While several missions are reserved strictly for those of us with willing accomplices, playing it solo is the way to go for those looking for a more faithful Dead Space adventure. Should you bring a partner into the fold, you should expect tougher enemies, more plentiful encounters, and additional dialogue and story sequences to further flesh out your newfound friend’s back story. He may seem like just a stoic militaristic type, but he’s a fiery balance to Isaac’s detached, numb personality this time around.
Unfortunately, some of the areas within the game designed with co-op in mind detract from the experience and break the immersion factor quicker than you’d hit the B button for a quick health boost after a pop-up Necromorph attack. There are entire areas of Dead Space 3 that force one partner to stave off advancing hordes of monsters while keeping the other safe, and the other is asked to solve a puzzle. These sequences happen much more often than is actually fun, and in many areas reduce the game to little more than an exercise in frustration.
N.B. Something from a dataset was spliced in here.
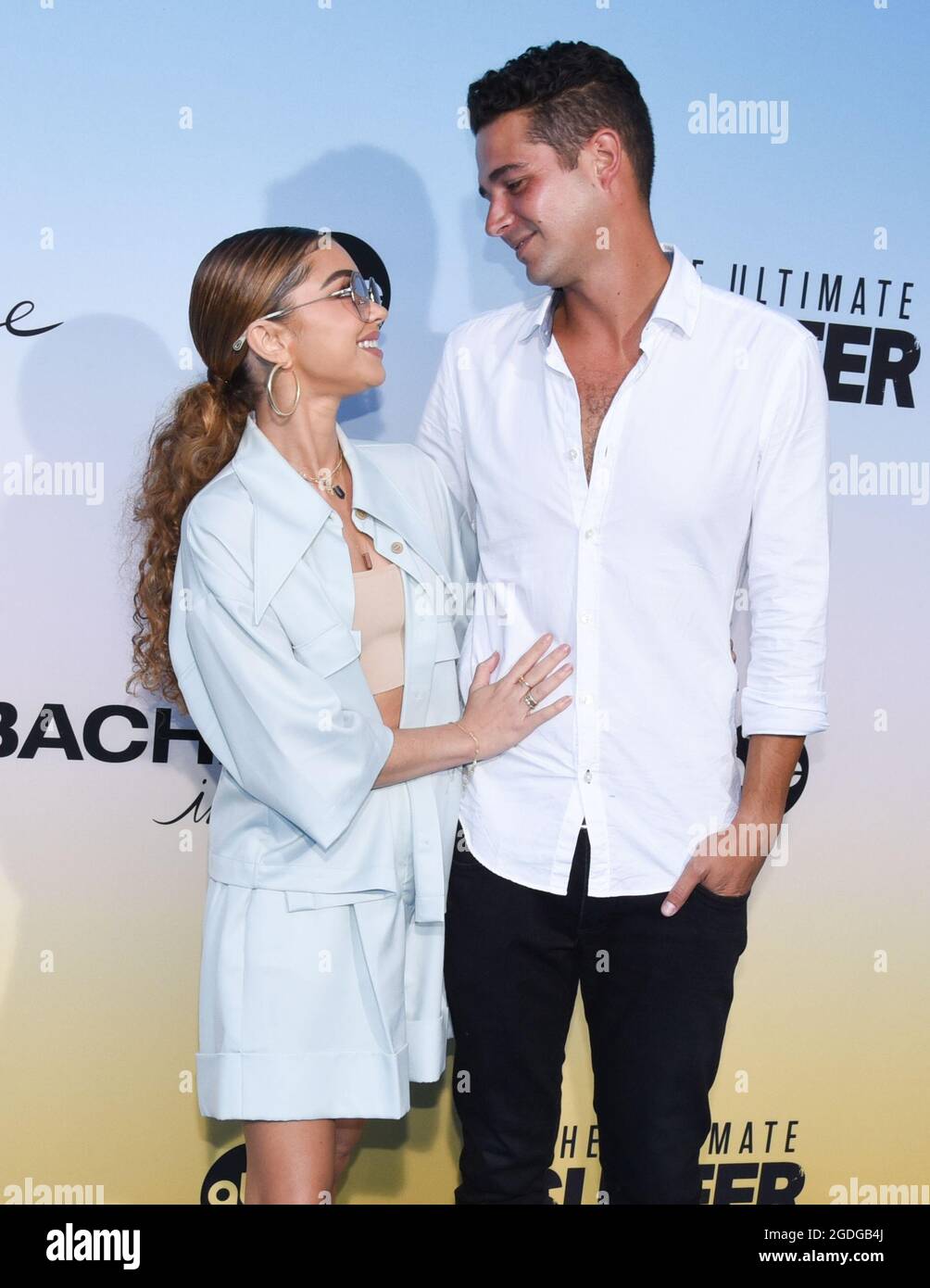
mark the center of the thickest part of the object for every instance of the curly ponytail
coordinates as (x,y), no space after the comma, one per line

But while these sections of play can be easily overcome with trial and error, a more obnoxious design decision cannot: ladders. Yes, ladders. Time and time again Isaac and Carver will need to ascend or descend one in order to advance, and unless timed perfectly, one player will have to wait until the other has completed the action before they can do it as well. It matters not if Isaac is a few feet away from the top while a partner is trying to ascend it, as the game still will not allow you to climb. When you’re clearly nowhere near the top of the ladder and still cannot ascend and there are droves of Necromorphs on your tail, you can imagine this quickly becomes a nightmare. Not only does it detract from the experience, but it looks and feels lazy.
Additionally, the inventory cannot be manually sorted — you’ll go to quickly heal yourself and since a Large Med Pack is the first in line, consume that rather than a Small Med Pack to regain a tiny bit of health. In the same vein, only one player can change suits at a time while both can work at a Bench station to edit weapons. Why couldn’t it sport two stations? Quirks like these and more begin to add up, and fast, making some cooperative sessions more like homework than a deliciously tense thrill ride.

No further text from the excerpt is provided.